Owostack makes billing decisions on the request path. For a metered feature, a single check may need to read subscription state, current usage, credits, reset windows, overage rules, entitlements, and customer-level billing configuration, then decide whether to allow usage and how that usage should be accounted for.
That creates a few immediate constraints. The check has to be fast enough to sit in front of an application request. The usage state has to stay correct under concurrency. The system has to preserve enough billing context to invoice that usage later under the right plan, pricing, and period boundaries. And the slower path still has to handle invoice generation, payment attempts, retries, reconciliation, and recovery from partial failure. We did not want to solve all of that with one store or one execution model.
The shape of the system
If I had to summarize Owostack in one diagram, it would look like this:
Each primitive gets the part of the problem it is actually good at.
The Worker is the decision engine, not the whole system
At the edge, Owostack runs as a Cloudflare Worker. The Worker sits in front of the whole system and assembles the decision.
One compact binding block tells the story pretty well:
type Env = {
DB: D1Database;
DB_AUTH: D1Database;
CACHE: KVNamespace;
USAGE_METER: DurableObjectNamespace;
USAGE_LEDGER: DurableObjectNamespace;
OVERAGE_BILLING_WORKFLOW: Workflow;
OVERAGE_BILLING_QUEUE: Queue;
};That is almost the whole architecture in miniature: two D1 databases, one cache surface, one hot mutable meter, one durable usage ledger, and a separate path for slow billing work.
The Worker’s job is orchestration. It authenticates the caller, resolves the organization and customer, loads the active subscription and plan feature config, decides whether to check a credit system, metered allowance, overage rules, or add-on balance, talks to Durable Objects when atomic usage state matters, and defers slower side effects with waitUntil.
This sounds obvious, but it is easy to get wrong. A lot of edge systems either become too thin and push all the logic elsewhere, or they become too fat and start pretending the Worker itself is the durable system.
We wanted the Worker to be the place where the decision is assembled, but not the place where all state lives.
We use two D1 databases on purpose
We use one D1 database for per-environment business data, and another for shared auth and organization identity.
We wanted sandbox and live business data to be isolated. Test invoices, test subscriptions, and live invoices should never share the same business store. But auth is a different concern: users and organizations are identity data, not billing-environment data.
That gives us a cleaner model. A user signs in once. An organization exists once. But the business state for that organization can differ by environment.
This separation also made our code less confused. Billing flows are already hard enough without mixing environment scoping into every auth query.
Why metering lives in Durable Objects instead of D1
A Durable Object is Cloudflare’s actor-like primitive for stateful compute. Each object has a stable identity and its own local storage. Requests sent to the same object are processed sequentially, which makes it useful for small pieces of mutable state that must stay correct under concurrency.
That is why it fits metering well. For a given customer, usage checks and usage mutation need to happen against the same state, in order, without concurrent requests racing each other.
If two requests arrive at the same time for a feature with one unit remaining, you cannot afford a race where both requests read the old balance, both decide they are allowed, and both write a new state later. That is how “100 included requests” turns into “102 requests and a support thread.”
The reason our hot-path usage state lives in a customer-scoped Durable Object.
Each customer gets a single serialized execution lane for mutable quota state.
Inside the DO we store per-feature state like:
usage, balance, limit, lastReset, and rolloverBalance.

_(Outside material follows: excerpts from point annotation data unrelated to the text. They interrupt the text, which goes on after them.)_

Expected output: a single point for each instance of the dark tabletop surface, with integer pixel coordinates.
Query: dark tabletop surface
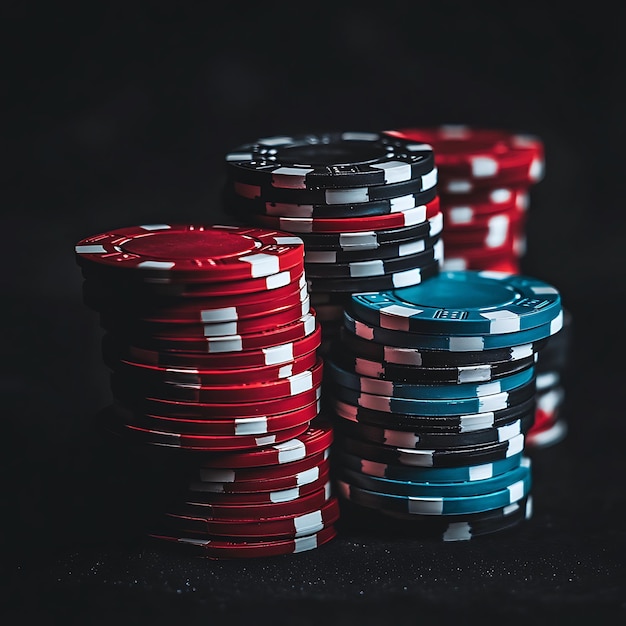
(118, 118)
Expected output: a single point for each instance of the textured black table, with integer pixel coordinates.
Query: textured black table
(113, 121)
(75, 548)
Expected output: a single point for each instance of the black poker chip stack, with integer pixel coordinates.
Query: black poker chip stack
(365, 205)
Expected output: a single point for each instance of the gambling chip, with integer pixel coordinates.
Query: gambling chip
(364, 203)
(433, 390)
(484, 179)
(212, 344)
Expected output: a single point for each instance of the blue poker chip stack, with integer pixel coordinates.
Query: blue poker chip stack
(364, 203)
(434, 388)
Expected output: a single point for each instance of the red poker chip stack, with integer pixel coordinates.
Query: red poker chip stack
(213, 349)
(485, 178)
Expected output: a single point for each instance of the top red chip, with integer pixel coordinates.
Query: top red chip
(214, 252)
(479, 153)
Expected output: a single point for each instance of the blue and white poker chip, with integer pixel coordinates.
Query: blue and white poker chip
(452, 343)
(463, 303)
(430, 505)
(453, 406)
(437, 490)
(431, 475)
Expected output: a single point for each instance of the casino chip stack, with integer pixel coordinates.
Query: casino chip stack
(550, 426)
(365, 204)
(485, 177)
(433, 392)
(212, 347)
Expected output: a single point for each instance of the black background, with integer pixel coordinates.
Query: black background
(121, 115)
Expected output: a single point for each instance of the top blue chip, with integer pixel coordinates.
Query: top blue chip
(463, 303)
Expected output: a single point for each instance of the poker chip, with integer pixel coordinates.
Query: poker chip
(213, 348)
(479, 154)
(285, 526)
(318, 437)
(212, 443)
(437, 358)
(292, 481)
(183, 251)
(450, 457)
(459, 475)
(245, 393)
(435, 440)
(217, 548)
(375, 267)
(452, 343)
(235, 426)
(410, 277)
(383, 252)
(463, 303)
(462, 423)
(278, 317)
(429, 505)
(141, 286)
(128, 395)
(410, 374)
(332, 196)
(419, 489)
(201, 310)
(425, 391)
(330, 160)
(440, 407)
(262, 496)
(199, 342)
(195, 376)
(411, 216)
(372, 239)
(279, 354)
(243, 477)
(443, 529)
(233, 510)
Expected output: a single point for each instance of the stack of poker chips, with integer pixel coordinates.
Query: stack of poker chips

And we let the DO answer the atomic question: is this usage allowed right now, and if so, what does the new balance look like?
This buys us three things immediately: atomicity for concurrent usage checks and tracks, low-latency hot state close to the request path, and per-customer isolation so one noisy customer does not serialize all other customers.

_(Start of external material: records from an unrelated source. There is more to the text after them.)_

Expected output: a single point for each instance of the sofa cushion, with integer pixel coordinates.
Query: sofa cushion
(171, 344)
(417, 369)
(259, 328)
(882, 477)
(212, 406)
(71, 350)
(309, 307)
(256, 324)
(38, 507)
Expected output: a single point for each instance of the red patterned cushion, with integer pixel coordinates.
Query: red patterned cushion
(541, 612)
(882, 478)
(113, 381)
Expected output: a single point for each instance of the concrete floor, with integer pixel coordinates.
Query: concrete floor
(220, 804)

The DO also owns reset alarms, rollover behavior, and plan-scope-sensitive resets. That is another subtle place where a naive relational design becomes awkward fast. Reset windows are stateful and time-based. Durable Object alarms fit that model much better than asking every request to recalculate everything from scratch forever.
But the meter is not the invoice ledger
A single primitive almost worked here. We could have tried to derive invoices directly from the hot customer meter.
We did not.
That is because the usage meter answers a different question:
Can this customer consume this unit right now?
Billing later needs a different answer:
Which usage slice, under which plan and pricing snapshot, is still unbilled?
That is why we also have a separate usage ledger Durable Object.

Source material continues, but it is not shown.